Yaqona is the non-alcoholic beverage prepared by mixing with water the pulverized root of the plant botanically known as Piper methysticum. This beverage has a long history of use as a refreshing beverage and as a ceremonial drink.
Although the origins of the beverage use of yaqona are not precisely known:
- Historians place its use in the Tonga Islands in the South pacific as far back as 1140 B.C.
- Captain James Cook wrote the first report of its use as a beverage by a western explorer in 1768.
- In the early days the Piper methysticum root was chewed by young boys or women (for use by the entire group), the chewed cud then soaked in water in a large ceremonial bowl, decanted and drunk. In 1930 the British government enacted legislation, in force today, prohibiting the use of this “chewing” method.
- Yaqona is now made by grinding the root with appropriate equipment, the resultant powder then available for mixing with water in much the same manner that instant coffee or tea is mixed today, by the consumer, in the United States. It is the prepared, ground version that the Co-operative wishes to export.
- Not only is the history of the use of Yaqona long in time, it is also wide in distribution. Its use in Hawaii predates western settlement there and it is still grown and used as a beverage in the State of Hawaii.
- The popularity of this beverage, and its importance to the Fiji economy, can be seen by examining the history of its sales growth in Canada. Sales have grown there from only 500 1bs. In 1974 to 3,412 kg. In just the first half of 1985.
- Aside from its older traditional use as a ceremonial drink, yaqona was and is popular as a relaxing beverage. Apparently it is a popular beverage because of its mildly stimulating properties. In this connection it appears that the effects of drinking yaqona have been exaggerated and that is reality intoxication is rare since the beverage is so dilute.

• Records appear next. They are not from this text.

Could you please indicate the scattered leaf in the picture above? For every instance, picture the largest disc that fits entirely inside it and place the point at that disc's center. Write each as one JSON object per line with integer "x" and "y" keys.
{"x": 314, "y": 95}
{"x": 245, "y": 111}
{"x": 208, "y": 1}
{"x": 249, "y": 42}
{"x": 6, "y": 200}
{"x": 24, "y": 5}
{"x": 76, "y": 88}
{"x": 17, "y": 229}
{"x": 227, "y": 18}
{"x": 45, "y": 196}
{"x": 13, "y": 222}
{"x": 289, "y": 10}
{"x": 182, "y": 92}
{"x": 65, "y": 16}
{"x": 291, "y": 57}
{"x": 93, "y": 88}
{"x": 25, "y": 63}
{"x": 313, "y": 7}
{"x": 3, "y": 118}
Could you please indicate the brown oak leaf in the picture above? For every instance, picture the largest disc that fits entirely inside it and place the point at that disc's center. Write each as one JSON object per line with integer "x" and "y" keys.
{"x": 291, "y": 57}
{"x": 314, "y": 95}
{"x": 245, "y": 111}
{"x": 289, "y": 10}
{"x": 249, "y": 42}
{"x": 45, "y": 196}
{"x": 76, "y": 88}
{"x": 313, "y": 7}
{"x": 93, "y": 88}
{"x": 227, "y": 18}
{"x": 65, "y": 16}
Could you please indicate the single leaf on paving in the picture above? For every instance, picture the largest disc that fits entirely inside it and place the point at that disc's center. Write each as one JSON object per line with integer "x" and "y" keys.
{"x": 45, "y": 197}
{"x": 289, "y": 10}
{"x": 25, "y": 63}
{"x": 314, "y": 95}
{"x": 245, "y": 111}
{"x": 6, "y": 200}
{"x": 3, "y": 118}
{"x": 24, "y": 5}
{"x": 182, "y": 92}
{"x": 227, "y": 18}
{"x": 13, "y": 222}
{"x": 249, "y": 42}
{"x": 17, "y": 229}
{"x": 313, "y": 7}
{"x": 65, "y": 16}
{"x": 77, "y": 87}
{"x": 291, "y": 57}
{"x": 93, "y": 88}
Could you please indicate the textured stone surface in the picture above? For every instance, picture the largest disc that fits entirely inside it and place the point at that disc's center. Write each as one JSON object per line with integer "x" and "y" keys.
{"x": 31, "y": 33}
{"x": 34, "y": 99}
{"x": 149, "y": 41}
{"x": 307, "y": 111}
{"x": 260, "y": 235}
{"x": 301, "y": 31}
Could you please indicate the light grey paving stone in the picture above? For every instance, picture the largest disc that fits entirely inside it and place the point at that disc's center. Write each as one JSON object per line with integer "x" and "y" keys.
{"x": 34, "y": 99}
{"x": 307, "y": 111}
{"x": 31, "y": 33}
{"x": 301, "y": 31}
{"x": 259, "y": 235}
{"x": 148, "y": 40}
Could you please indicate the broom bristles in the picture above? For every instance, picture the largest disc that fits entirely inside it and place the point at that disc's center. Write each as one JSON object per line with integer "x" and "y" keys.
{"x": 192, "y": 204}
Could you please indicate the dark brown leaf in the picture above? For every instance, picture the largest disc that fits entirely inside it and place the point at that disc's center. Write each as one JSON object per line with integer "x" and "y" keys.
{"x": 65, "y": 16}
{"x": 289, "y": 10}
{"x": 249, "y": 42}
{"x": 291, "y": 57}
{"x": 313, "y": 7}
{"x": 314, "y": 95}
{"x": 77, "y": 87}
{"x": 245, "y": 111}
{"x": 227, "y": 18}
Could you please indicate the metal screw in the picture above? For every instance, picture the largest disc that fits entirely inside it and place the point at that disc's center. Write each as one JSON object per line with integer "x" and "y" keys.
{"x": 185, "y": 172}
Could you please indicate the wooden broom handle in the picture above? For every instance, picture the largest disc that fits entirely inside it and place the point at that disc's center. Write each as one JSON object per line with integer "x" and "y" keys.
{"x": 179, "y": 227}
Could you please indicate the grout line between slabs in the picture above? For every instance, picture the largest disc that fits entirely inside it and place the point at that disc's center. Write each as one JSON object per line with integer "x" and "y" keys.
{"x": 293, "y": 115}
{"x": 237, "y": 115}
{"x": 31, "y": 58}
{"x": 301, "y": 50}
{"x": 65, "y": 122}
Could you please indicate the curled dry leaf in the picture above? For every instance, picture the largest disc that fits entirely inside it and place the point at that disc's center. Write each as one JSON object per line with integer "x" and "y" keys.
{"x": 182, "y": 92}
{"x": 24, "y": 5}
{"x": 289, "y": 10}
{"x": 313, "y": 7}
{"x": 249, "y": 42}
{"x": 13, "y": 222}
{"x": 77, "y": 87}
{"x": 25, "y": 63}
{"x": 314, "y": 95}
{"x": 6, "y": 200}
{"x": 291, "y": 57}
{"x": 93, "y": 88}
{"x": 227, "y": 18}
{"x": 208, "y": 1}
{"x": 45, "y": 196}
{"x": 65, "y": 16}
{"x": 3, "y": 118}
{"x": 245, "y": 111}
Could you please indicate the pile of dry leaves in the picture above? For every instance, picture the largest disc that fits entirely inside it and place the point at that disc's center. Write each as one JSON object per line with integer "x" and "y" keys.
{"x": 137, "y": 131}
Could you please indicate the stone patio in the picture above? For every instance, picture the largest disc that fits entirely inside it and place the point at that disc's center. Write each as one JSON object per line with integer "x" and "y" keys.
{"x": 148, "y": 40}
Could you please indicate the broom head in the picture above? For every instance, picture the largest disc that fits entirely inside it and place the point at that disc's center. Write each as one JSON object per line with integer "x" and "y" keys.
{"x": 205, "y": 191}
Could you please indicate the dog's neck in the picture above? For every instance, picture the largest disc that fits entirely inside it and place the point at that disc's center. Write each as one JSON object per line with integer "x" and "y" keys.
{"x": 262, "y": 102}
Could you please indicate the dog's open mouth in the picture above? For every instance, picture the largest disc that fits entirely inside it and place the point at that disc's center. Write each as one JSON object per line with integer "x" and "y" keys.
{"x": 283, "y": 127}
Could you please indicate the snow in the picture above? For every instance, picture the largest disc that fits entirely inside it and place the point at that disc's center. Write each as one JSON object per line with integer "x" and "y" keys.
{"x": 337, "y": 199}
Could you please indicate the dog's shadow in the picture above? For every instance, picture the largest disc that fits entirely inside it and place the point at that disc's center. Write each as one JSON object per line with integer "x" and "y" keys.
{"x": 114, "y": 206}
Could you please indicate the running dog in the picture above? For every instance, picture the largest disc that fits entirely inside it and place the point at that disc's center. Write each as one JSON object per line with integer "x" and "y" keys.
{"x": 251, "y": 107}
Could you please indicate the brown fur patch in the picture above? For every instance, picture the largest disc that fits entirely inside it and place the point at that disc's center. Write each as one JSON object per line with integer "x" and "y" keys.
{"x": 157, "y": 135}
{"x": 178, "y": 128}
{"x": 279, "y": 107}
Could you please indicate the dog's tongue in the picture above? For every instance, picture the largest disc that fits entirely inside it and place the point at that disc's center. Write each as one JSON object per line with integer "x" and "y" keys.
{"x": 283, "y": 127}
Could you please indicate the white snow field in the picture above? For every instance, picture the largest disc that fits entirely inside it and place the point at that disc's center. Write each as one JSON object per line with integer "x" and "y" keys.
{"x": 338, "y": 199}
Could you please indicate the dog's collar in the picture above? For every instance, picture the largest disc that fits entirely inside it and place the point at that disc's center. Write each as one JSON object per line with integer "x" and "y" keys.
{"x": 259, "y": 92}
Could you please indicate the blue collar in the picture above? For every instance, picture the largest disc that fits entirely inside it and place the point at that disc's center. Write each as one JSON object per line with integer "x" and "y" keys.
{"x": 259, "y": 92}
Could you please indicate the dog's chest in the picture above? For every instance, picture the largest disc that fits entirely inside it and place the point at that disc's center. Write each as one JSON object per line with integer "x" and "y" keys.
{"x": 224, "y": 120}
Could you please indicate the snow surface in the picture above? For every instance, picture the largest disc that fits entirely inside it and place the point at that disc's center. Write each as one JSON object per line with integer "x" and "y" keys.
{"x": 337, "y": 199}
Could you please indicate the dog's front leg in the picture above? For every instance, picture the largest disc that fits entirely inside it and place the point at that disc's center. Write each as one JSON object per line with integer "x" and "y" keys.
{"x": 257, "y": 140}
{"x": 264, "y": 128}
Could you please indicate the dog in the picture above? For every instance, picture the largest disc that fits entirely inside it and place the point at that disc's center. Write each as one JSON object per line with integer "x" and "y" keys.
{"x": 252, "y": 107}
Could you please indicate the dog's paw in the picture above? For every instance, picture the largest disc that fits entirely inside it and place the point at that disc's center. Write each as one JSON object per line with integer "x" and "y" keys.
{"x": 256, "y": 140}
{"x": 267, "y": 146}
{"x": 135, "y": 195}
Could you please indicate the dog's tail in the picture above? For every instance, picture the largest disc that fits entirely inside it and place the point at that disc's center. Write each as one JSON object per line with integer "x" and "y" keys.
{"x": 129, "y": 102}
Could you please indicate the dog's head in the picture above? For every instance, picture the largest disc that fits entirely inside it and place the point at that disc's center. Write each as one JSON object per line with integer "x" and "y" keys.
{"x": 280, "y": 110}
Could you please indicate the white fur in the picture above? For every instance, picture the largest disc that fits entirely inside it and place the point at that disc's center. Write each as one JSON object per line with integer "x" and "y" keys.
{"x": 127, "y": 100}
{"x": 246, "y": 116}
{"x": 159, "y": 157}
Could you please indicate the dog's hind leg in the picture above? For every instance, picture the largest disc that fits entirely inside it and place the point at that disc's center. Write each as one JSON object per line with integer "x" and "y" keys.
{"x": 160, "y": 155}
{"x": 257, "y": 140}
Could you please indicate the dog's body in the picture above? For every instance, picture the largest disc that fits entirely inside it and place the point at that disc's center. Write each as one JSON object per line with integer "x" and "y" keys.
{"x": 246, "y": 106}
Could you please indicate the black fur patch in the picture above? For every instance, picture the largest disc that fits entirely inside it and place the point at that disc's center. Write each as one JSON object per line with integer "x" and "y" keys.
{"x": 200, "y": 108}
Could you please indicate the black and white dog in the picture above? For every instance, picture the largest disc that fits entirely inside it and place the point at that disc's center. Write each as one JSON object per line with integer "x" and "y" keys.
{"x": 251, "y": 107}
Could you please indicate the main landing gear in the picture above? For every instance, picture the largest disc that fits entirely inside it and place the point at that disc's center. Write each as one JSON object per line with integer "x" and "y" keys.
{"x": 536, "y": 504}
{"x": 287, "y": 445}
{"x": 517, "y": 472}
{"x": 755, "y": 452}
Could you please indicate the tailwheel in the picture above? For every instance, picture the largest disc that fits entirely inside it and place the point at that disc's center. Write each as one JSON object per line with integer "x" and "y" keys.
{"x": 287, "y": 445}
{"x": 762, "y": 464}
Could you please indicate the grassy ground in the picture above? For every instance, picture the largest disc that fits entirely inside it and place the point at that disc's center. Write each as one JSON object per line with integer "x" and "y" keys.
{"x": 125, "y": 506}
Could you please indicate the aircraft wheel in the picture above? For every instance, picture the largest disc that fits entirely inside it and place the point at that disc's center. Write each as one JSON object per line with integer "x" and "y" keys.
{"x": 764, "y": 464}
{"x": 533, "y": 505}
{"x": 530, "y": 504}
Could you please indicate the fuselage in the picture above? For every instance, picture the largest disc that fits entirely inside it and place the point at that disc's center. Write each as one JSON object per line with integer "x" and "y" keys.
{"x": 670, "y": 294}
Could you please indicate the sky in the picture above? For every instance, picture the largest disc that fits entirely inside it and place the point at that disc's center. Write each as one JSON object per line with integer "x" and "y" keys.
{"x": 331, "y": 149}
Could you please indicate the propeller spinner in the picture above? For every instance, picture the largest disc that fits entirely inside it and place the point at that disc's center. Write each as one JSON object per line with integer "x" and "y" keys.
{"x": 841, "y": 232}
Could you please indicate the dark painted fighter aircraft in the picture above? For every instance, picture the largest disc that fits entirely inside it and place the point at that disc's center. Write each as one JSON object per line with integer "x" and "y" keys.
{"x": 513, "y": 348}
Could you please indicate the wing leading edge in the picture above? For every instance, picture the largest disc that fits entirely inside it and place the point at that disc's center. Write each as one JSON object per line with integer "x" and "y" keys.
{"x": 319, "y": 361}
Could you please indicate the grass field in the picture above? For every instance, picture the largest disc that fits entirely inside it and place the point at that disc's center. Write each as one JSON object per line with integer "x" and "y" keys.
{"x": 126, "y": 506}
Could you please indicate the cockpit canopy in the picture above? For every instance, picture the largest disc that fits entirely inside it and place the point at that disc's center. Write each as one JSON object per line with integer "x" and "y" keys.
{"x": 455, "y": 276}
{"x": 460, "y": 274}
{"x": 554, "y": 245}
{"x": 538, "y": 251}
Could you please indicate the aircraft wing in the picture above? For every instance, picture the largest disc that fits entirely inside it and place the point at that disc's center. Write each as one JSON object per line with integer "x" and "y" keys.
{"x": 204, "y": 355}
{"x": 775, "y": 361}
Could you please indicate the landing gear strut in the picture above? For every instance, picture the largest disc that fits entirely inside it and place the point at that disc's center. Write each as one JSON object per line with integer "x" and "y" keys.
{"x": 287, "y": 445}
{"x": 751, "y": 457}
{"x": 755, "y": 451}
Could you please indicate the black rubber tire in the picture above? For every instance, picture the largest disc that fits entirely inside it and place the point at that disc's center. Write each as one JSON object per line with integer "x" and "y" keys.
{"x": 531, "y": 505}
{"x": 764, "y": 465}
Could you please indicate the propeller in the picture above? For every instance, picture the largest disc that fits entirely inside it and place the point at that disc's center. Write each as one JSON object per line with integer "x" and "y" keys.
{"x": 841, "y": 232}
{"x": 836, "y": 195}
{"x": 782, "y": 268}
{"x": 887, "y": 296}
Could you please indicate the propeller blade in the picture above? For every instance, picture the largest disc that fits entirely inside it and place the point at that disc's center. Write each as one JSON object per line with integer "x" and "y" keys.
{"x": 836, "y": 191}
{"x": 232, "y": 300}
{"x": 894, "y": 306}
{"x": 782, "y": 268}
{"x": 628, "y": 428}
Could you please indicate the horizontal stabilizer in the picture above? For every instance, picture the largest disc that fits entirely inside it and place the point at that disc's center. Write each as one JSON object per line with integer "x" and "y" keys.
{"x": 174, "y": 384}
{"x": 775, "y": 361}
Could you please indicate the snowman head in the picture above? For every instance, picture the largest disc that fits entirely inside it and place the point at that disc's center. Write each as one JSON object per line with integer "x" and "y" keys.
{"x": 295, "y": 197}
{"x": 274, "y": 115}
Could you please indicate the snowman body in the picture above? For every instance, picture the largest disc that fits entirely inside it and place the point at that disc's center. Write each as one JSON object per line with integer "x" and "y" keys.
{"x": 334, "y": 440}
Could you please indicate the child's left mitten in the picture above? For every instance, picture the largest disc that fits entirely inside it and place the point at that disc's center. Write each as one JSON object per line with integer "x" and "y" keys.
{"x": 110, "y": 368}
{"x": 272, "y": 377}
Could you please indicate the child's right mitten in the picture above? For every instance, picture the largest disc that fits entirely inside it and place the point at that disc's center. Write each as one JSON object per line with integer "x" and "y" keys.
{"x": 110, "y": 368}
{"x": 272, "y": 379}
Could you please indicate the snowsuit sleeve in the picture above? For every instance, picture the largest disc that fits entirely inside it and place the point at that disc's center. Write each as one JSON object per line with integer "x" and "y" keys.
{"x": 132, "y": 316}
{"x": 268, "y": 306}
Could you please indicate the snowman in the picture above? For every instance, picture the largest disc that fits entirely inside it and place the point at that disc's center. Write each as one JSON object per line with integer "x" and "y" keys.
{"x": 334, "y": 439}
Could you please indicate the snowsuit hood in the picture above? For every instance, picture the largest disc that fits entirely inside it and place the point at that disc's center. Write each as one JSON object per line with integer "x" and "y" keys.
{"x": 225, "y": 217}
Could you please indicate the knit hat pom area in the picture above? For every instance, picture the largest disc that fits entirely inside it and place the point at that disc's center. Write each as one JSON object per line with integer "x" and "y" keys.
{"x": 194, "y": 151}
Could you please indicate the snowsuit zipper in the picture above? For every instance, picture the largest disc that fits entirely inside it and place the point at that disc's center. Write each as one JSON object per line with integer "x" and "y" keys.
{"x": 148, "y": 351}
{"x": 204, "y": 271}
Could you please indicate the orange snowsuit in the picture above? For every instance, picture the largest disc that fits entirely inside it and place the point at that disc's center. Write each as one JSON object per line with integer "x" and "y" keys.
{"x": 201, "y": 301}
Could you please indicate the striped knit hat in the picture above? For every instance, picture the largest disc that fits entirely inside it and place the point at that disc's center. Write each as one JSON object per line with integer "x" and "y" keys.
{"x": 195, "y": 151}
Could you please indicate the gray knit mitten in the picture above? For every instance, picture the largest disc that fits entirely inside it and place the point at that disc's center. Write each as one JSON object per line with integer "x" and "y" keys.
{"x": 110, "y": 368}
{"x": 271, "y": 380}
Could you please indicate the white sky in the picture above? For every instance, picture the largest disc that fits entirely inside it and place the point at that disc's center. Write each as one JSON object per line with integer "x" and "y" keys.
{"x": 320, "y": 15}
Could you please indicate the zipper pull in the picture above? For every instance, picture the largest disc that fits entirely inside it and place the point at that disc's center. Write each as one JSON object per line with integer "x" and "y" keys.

- Furthermore, the dried version (which the Co-operative seeks to market in the United States) is weaker than the green, non-dried version. It is purely a social beverage held in high esteem as the national drink of Fiji and elsewhere.
It is clear, then, that Yaqona has been used as a food (a beverage) for a very log time by many thousands of people eanging from the farthest corners of the pacific, including the present state of Hawaii, to Canada and the Federal Republic of Germany. The question then is whether that extensive usage shows the product to be safe.